Quand les autres invités partirent, Laure, Nicolas, Sylvie et Marie discutèrent de Sydney.

  • Je n'en reviens pas que Sydney soit celle qui ait découvert le cadavre de Marilyne ! s'exprima Sylvie. La pauvre ! Elle n'a rien montré.
  • C'est vrai que je la sentais perturbée, mais je la croyais juste stressée, dit Marie. J'espère qu'elle ira mieux.
  • Elle ira mieux, rassura Laure. Vous connaissez, Sydney. Ce n'est pas une personne qui se laisse abattre.

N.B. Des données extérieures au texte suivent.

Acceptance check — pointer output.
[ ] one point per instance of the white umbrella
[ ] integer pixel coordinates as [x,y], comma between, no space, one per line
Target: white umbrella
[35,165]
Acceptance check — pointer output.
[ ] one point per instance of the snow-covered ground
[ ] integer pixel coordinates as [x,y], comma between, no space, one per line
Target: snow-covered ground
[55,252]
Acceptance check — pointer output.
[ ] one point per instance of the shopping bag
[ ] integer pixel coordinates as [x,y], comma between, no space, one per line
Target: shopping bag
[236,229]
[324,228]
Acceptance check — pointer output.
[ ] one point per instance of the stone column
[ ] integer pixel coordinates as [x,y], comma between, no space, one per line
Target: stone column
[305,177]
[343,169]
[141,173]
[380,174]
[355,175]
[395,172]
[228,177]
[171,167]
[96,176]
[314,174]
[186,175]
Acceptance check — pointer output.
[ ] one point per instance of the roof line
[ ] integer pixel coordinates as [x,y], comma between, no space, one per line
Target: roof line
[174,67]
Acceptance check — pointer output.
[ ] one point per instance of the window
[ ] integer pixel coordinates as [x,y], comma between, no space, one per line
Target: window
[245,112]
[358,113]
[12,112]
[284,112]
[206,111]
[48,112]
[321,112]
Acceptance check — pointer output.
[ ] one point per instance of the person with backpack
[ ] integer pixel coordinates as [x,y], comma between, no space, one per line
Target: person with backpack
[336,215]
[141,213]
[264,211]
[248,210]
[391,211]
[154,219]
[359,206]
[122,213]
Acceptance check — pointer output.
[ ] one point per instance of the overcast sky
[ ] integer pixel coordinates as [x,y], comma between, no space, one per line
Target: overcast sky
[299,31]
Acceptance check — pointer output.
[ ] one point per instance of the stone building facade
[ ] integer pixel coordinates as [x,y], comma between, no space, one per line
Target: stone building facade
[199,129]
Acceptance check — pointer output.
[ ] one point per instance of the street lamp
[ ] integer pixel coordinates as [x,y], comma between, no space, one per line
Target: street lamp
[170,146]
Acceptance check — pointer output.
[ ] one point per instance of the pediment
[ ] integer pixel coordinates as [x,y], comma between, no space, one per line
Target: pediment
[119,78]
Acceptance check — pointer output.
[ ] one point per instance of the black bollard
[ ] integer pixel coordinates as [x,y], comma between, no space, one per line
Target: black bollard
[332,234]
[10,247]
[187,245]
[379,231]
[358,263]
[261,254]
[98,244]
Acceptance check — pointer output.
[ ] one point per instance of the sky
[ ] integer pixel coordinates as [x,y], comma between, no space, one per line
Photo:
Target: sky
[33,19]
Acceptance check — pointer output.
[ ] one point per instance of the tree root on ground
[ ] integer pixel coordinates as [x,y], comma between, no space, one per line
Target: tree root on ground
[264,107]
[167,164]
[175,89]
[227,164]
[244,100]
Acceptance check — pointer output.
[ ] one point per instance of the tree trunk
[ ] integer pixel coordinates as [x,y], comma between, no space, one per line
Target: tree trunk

Sylvie sentit son téléphone portable vibrer. Elle le sortit de sa poche pour lire le SMS qu'elle venait de recevoir. Chaque mot lui donna envie de vomir.

"J'ai besoin qu'on parle. Rendez-vous demain à 16 heures à notre lieu habituel ! Victoria".

Elle répondit aussitôt.

"Je ne suis pas disponible. Je suis très prise en ce moment."

Un nouveau message arriva moins d'une minute plus tard.

"Ne fais pas ton boudin et ramène tes fesses. Ne joue pas avec mes nerfs ! Tu sais très bien où ça conduit".

  • Sylvie, il y a un problème ? s'inquiéta Marie.
  • Non, juste un relou sur une appli de rencontre.
  • Oh, ne m'en parle pas !

***

Le petit garçon pleurait en silence. Enfermé dans une pièce noire, aucune sortie ne se présentait à lui. A ce stade, sa naïveté et son innocence primaire avaient complètement disparu. Il savait très bien que sa vie prendrait fin dans quelques heures.

Il sursauta. Un bruit venait de l'alerter. Il était de retour. Dans la pièce au-delà de la porte, la lumière revint. Il pouvait l'apercevoir en observant la serrure et le dessous de la porte. Il sentait son coeur tambouriner dans sa poitrine.

Il entendit des bruits de cuisine, puis des odeurs d'herbes et d'épices vinrent effleurer ses narines. En temps normal, ces stimuli réveilleraient son appétit, mais le petit garçon anticipait la suite. L'Ogre ne tarderait pas à venir le chercher, à le tuer, le découper et faire cuire ses membres dans la marmite. Il l'avait vu faire avec l'autre enfant. Il avait entendu ses cris.

Les bruits de pas se rapprochèrent. Poussé par un instinct de survie, le petit garçon se précipita vers le fond de la pièce, espérant qu'un miracle se produise. Son souhait ne fut pas exaucé. La porte s'ouvrit, laissant apparaître la silhouette effrayante de l'Ogre.

  • Viens par là, mon petit Lou !

Il essaya de fuir, mais l'Ogre l'attrapa pour l'amener vers son funeste destin.

L'enfant criait encore lorsque Sydney se réveilla en sueurs.